Over the past few years, we have redesigned and invested in the two primary classrooms where our students take their classes. Gone is the traditional lecture-style setup and in is the pod setup. Students sit in pods of 4-6 students, each of which has its own large monitor. There are numerous benefits of this approach.
At St Ben’s and St John’s, we pride ourselves on community, and our department is no different. It is easier to build community when you are looking across the table at the face of a fellow student, as opposed to simply looking at the back of their head. As a result, students arrive early before class and enjoy chatting and catching up with their friends. In a traditional classroom, a quiet student may get lost or feel excluded, but that simply doesn’t happen in a classroom setup using pods. When there is an empty chair at a pod, it is clear which student is missing, and their tablemates often reach out to them to see how they are doing.

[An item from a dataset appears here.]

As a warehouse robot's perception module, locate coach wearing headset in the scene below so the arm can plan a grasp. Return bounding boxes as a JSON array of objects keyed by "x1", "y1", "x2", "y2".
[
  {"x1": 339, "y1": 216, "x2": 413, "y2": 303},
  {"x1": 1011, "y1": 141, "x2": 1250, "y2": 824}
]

Because of the ease of talking to one another, this setup is great for teamwork. Faculty can easily assign problems for students to work on in their small groups. In some courses, students connect their laptops to the monitors and the group works together on a financial model, a flowchart, or data analysis. Oftentimes this teamwork can turn into competitions, where pods compete to see who can produce the best work. Faculty can select a group’s work and broadcast it around the room for other students to review, critique, and learn from. Accounting, finance, and business careers predominantly involve working in teams, so getting our students used to a team-based approach will help them hit the ground running after graduation.
The pod setup also makes it easier for students to stay engaged and see the material being presented. We often display complex computations, financial information from websites, or examples of effective business writing. As opposed to a student straining to see the screen from the back corner, they can simply look up at the monitor just a few feet away.
Outside of class benefits, these rooms are used for evening tutoring and study spaces and are quite comfortable. Students will show up, work on their homework, and reach out to the tutor on duty when they have questions.
Though the benefits of the pod setup are innumerable, there are a few drawbacks. The tables are so collaborative that faculty need to work to maintain student attention, and a faculty member who lectures for too long may lose students to their classmates. However, that is perhaps a blessing in disguise, as it forces faculty to create engaging class sessions.
A big thank you to our generous donors whose contributions have allowed us to create these wonderful spaces for our students!